“Sold out. Chiuso per sovrasfruttamento”. Se andassimo a fare la spesa questo è il cartello che troveremmo oggi sul pianeta Terra. Secondo il Global footprint network, oggi è la giornata dell’Earth Overshoot.

Le risorse naturali del Pianeta, almeno per quest’anno, sono finite. L’anno scorso la giornata cadeva il primo agosto, ma continuiamo a macinare record, così come dimostra anche il riscaldamento globale che avanza. Se il 2018 è stato il quarto anno più caldo di sempre, il 2019 figura ad ora tra gli anni più bollenti del Pianeta, con il mese di giugno che è stato il più caldo mai registrato in 140 anni di rilevazioni delle temperature.

Cosa possiamo fare per invertire la rotta?

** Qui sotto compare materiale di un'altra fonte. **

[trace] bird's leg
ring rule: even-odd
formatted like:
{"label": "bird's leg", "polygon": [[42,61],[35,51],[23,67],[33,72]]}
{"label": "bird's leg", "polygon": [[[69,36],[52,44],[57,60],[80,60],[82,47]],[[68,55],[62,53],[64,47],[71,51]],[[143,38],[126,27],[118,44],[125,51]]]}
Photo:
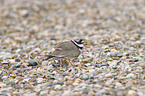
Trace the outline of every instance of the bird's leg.
{"label": "bird's leg", "polygon": [[73,63],[70,61],[70,59],[67,59],[68,60],[68,63],[73,66]]}

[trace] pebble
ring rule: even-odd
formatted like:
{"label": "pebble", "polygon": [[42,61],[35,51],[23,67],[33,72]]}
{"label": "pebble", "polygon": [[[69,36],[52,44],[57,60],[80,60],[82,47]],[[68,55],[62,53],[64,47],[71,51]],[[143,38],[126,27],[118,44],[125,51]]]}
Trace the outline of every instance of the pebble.
{"label": "pebble", "polygon": [[[15,1],[0,0],[0,95],[145,94],[144,0]],[[79,38],[78,58],[44,60]]]}
{"label": "pebble", "polygon": [[37,83],[42,83],[43,82],[43,78],[37,78]]}

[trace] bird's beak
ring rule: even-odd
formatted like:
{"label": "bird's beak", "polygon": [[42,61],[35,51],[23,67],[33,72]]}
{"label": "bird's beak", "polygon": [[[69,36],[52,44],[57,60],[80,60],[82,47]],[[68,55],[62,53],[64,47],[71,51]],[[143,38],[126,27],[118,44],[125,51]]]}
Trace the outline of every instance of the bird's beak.
{"label": "bird's beak", "polygon": [[84,42],[83,45],[87,45],[87,43]]}

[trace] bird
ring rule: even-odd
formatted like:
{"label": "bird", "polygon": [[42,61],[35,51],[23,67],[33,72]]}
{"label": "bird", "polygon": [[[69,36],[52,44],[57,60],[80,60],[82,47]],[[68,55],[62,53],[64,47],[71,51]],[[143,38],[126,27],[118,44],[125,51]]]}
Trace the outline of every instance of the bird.
{"label": "bird", "polygon": [[84,39],[61,42],[56,46],[55,51],[51,52],[49,55],[46,55],[47,58],[45,60],[50,58],[77,58],[81,54],[81,49],[83,49],[86,44],[87,43]]}

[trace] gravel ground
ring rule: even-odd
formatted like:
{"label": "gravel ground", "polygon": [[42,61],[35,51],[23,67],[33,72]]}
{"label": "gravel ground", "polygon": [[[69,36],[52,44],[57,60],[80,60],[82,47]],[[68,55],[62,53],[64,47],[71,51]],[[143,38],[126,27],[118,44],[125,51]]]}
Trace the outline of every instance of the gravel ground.
{"label": "gravel ground", "polygon": [[[42,61],[77,38],[72,65]],[[144,94],[144,0],[0,0],[0,96]]]}

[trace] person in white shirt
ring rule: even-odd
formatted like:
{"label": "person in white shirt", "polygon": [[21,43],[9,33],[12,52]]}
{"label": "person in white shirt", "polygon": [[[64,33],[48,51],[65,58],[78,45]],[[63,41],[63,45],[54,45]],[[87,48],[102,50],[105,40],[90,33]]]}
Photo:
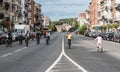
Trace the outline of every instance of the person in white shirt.
{"label": "person in white shirt", "polygon": [[95,40],[97,40],[97,43],[96,43],[97,47],[102,46],[102,37],[101,37],[101,35],[98,35],[98,37]]}

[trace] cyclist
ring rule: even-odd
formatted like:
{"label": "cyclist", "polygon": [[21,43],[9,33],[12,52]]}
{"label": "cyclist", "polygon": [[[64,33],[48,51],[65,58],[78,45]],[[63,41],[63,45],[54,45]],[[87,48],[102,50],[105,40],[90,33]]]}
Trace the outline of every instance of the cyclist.
{"label": "cyclist", "polygon": [[68,35],[67,35],[67,40],[68,40],[68,45],[69,45],[69,48],[70,48],[70,46],[71,46],[71,39],[72,39],[72,34],[71,34],[71,32],[68,32]]}

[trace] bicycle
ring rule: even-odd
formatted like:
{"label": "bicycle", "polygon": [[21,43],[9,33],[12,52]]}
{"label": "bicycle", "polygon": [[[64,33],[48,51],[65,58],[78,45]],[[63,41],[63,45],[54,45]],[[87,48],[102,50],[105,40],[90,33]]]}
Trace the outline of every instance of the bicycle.
{"label": "bicycle", "polygon": [[98,44],[97,48],[97,52],[103,53],[103,46],[101,44]]}

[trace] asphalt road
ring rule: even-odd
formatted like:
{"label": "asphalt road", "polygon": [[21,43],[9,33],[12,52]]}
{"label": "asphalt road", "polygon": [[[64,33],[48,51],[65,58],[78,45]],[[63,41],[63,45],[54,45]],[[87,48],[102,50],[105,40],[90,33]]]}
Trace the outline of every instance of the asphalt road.
{"label": "asphalt road", "polygon": [[28,47],[25,44],[12,47],[0,46],[0,72],[44,72],[59,56],[61,52],[61,36],[58,33],[51,35],[49,45],[45,39],[40,45],[30,41]]}
{"label": "asphalt road", "polygon": [[30,41],[28,47],[18,42],[8,48],[1,45],[0,72],[45,72],[55,62],[50,72],[86,72],[77,64],[87,72],[120,72],[120,44],[103,41],[104,52],[98,53],[95,43],[93,38],[74,35],[68,49],[66,35],[54,33],[49,45],[45,39],[40,45]]}
{"label": "asphalt road", "polygon": [[96,41],[75,35],[71,49],[65,45],[67,55],[88,72],[120,72],[120,44],[103,41],[103,53],[96,51]]}

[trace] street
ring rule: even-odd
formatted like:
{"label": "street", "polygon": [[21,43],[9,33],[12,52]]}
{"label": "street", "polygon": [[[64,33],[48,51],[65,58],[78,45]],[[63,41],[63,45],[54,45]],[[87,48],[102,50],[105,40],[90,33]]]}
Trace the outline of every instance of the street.
{"label": "street", "polygon": [[103,41],[103,53],[96,51],[94,38],[73,35],[68,49],[66,33],[51,35],[50,44],[14,42],[0,45],[0,72],[120,72],[120,44]]}

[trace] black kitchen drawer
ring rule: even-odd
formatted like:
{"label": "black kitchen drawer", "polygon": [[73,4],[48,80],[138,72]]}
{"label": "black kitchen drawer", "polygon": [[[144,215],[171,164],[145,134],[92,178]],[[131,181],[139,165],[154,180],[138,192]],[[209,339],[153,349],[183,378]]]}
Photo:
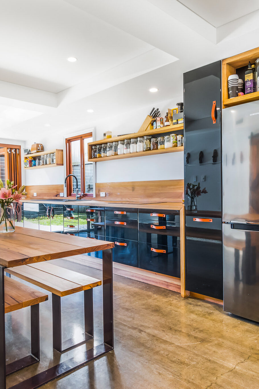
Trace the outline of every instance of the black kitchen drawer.
{"label": "black kitchen drawer", "polygon": [[139,242],[141,269],[179,278],[180,256],[180,249],[177,247]]}
{"label": "black kitchen drawer", "polygon": [[137,240],[137,220],[105,218],[105,234],[106,237],[118,238],[129,240]]}
{"label": "black kitchen drawer", "polygon": [[89,216],[104,216],[104,208],[103,207],[90,207],[90,205],[78,206],[79,215]]}
{"label": "black kitchen drawer", "polygon": [[[97,217],[96,219],[97,220],[96,221],[94,217],[92,217],[89,219],[86,220],[84,223],[81,221],[82,224],[79,226],[79,231],[81,232],[92,233],[94,235],[101,235],[104,236],[105,218],[104,217]],[[99,219],[100,219],[100,221],[99,221]]]}
{"label": "black kitchen drawer", "polygon": [[[92,232],[87,233],[80,231],[79,232],[79,236],[82,238],[90,238],[93,239],[93,240],[94,239],[96,239],[97,240],[105,240],[105,237],[99,235],[94,235]],[[103,251],[101,250],[99,250],[98,251],[87,252],[85,255],[88,255],[90,257],[94,257],[95,258],[100,258],[101,259],[103,258]]]}
{"label": "black kitchen drawer", "polygon": [[180,248],[179,223],[139,221],[139,240]]}
{"label": "black kitchen drawer", "polygon": [[105,216],[118,219],[137,219],[136,208],[105,208]]}
{"label": "black kitchen drawer", "polygon": [[180,223],[180,211],[164,209],[139,209],[139,220],[170,221]]}
{"label": "black kitchen drawer", "polygon": [[107,238],[106,240],[114,242],[113,260],[125,265],[139,267],[138,242],[134,240]]}

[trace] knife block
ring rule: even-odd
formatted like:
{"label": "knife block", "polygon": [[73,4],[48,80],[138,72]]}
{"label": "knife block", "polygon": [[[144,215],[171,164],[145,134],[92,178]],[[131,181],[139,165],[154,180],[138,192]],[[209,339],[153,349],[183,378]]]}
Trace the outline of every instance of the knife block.
{"label": "knife block", "polygon": [[144,131],[146,131],[147,130],[151,130],[151,127],[150,124],[153,120],[153,118],[152,116],[148,115],[141,126],[139,130],[137,132],[143,132]]}

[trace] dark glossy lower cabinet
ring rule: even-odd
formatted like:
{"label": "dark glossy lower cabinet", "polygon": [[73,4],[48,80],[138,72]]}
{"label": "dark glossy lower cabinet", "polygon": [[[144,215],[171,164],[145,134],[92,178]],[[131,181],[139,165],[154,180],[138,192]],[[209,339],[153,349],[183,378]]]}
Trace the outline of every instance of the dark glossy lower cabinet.
{"label": "dark glossy lower cabinet", "polygon": [[180,251],[176,247],[139,242],[139,267],[180,277]]}
{"label": "dark glossy lower cabinet", "polygon": [[106,237],[106,240],[114,242],[113,259],[115,262],[139,267],[138,242],[116,238]]}

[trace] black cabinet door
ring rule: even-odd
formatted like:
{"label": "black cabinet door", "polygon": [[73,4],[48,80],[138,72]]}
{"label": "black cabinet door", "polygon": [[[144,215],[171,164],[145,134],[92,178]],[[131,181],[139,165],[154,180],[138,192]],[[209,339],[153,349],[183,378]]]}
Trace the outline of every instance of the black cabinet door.
{"label": "black cabinet door", "polygon": [[106,237],[106,240],[114,242],[113,258],[114,262],[139,267],[138,244],[134,240]]}
{"label": "black cabinet door", "polygon": [[180,249],[176,247],[139,242],[141,269],[179,277]]}
{"label": "black cabinet door", "polygon": [[[221,88],[220,61],[184,74],[186,164],[211,163],[214,150],[218,154],[216,162],[221,161]],[[214,123],[214,116],[217,117]],[[203,155],[199,160],[201,152]],[[187,153],[189,163],[186,162]]]}
{"label": "black cabinet door", "polygon": [[186,217],[187,290],[223,298],[222,219],[207,214]]}

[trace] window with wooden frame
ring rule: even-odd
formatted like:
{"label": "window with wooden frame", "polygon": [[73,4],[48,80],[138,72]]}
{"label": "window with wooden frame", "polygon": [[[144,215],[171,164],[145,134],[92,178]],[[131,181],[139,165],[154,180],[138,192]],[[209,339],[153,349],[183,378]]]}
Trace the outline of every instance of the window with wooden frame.
{"label": "window with wooden frame", "polygon": [[7,179],[21,186],[21,146],[0,143],[0,178],[5,186]]}
{"label": "window with wooden frame", "polygon": [[[66,139],[66,174],[73,174],[78,181],[79,194],[92,197],[94,194],[94,164],[89,162],[87,143],[92,142],[92,133],[89,132]],[[67,196],[75,196],[76,181],[73,177],[67,180]]]}

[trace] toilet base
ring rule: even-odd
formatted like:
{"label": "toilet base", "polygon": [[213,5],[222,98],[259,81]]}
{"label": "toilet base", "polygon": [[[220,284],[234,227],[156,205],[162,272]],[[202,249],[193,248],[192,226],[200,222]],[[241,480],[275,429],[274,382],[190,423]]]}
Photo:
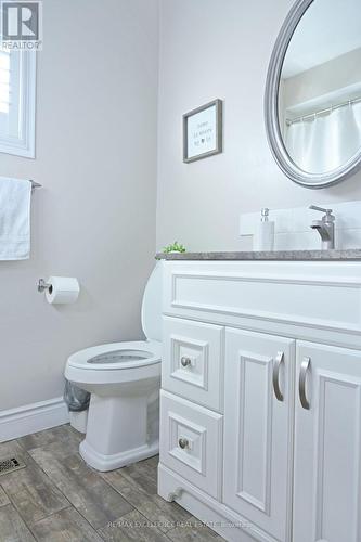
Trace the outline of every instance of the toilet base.
{"label": "toilet base", "polygon": [[159,450],[158,380],[128,384],[118,392],[90,398],[87,435],[79,452],[96,470],[114,470]]}
{"label": "toilet base", "polygon": [[105,455],[99,453],[94,450],[88,442],[87,439],[80,443],[79,453],[85,462],[95,468],[105,473],[107,470],[115,470],[116,468],[125,467],[137,461],[146,460],[152,457],[159,452],[159,441],[153,442],[152,444],[140,446],[132,450],[126,450],[124,452],[114,453],[113,455]]}

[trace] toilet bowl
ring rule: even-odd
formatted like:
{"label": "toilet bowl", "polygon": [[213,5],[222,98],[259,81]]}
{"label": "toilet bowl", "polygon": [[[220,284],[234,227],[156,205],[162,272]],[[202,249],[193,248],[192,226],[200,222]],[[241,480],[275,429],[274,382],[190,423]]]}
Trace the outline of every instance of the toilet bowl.
{"label": "toilet bowl", "polygon": [[98,470],[113,470],[158,453],[162,358],[162,268],[144,291],[146,340],[111,343],[69,357],[65,377],[91,393],[79,452]]}

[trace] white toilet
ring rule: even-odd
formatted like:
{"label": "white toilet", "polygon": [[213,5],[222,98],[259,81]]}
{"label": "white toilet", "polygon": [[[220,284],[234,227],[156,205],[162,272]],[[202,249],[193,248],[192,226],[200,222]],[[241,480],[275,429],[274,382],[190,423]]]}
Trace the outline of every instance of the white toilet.
{"label": "white toilet", "polygon": [[162,267],[142,304],[146,340],[112,343],[69,357],[65,377],[91,393],[79,452],[98,470],[113,470],[158,453],[162,357]]}

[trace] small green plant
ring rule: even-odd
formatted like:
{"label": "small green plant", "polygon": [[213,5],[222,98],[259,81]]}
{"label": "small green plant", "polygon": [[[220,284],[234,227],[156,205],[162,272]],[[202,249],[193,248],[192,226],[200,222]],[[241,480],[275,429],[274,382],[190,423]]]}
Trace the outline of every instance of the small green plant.
{"label": "small green plant", "polygon": [[183,245],[180,245],[178,241],[175,241],[171,245],[165,246],[163,251],[165,254],[169,253],[185,253],[185,247]]}

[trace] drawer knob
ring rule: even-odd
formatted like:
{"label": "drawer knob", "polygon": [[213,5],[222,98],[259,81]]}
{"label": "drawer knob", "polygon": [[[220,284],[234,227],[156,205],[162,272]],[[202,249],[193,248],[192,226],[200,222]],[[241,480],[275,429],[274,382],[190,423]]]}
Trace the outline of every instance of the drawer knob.
{"label": "drawer knob", "polygon": [[186,356],[183,356],[181,358],[181,364],[182,364],[183,367],[188,367],[189,365],[192,365],[191,358],[186,358]]}
{"label": "drawer knob", "polygon": [[181,448],[182,450],[185,450],[185,448],[190,447],[189,440],[184,439],[184,438],[180,438],[178,441],[178,444],[179,444],[179,448]]}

Secondo il Global footprint network se riuscissimo a dimezzare le emissioni di anidride carbonica, l’Overshoot day si sposterebbe di circa tre mesi. Se riducessimo produzione e consumi mondiali di carne del 50% e li sostituissimo con una dieta vegetariana, rimanderemmo l’Overshoot day di cinque giorni.

A volte ci preoccupiamo poco dell’impatto dei nostri consumi sul Pianeta, è ora di iniziare a farlo. Anche e soprattutto in questa estate a tratti torrida, a tratti funestata da trombe d’aria, che mietono purtroppo vittime innocenti.

L’80% della deforestazione del mondo è causata dalla produzione intensiva di materie prime, soprattutto agricole. Soia, olio di palma, cacao, carne, avocado, sono i principali indiziati. Stiamo decimando le foreste per far posto all’agricoltura massiva e industriale.

Occhio a quello che mettiamo in tavola. Se del legame tra soia o olio di palma e deforestazione si è detto molto, quello dell’avocado è un esempio ancora poco conosciuto. Si tratta di un frutto delizioso, ma purtroppo al centro di alcuni conflitti per le risorse idriche. Il Cile è il terzo esportatore di avocado al mondo. Quando nel 2006 sono arrivate le grandi aziende per coltivare il frutto tropicale, l’acqua è iniziata a scarseggiare e, per legge, in Cile l’acqua è un bene che è possibile possedere e commerciare.

Ecco come ci stiamo mangiando il pianeta e le sue risorse, ma consumare meno e meglio è possibile, ridurre le coltivazioni non sostenibili oppure dimezzare il consumo di carne, latte e derivati è una bella sfida, ma possiamo farcela se anche i decisori politici fanno la loro parte. Nel 2021 l’Unione europea applicherà la nuova “Politica Agricola Comune” (PAC) ovvero l’insieme di regole per l’assegnazione di sussidi e incentivi agli agricoltori e allevatori europei. Greenpeace chiede all’Unione europea e al governo italiano di tagliare i sussidi agli allevamenti intensivi e sostenere aziende agricole che producono con metodi ecologici.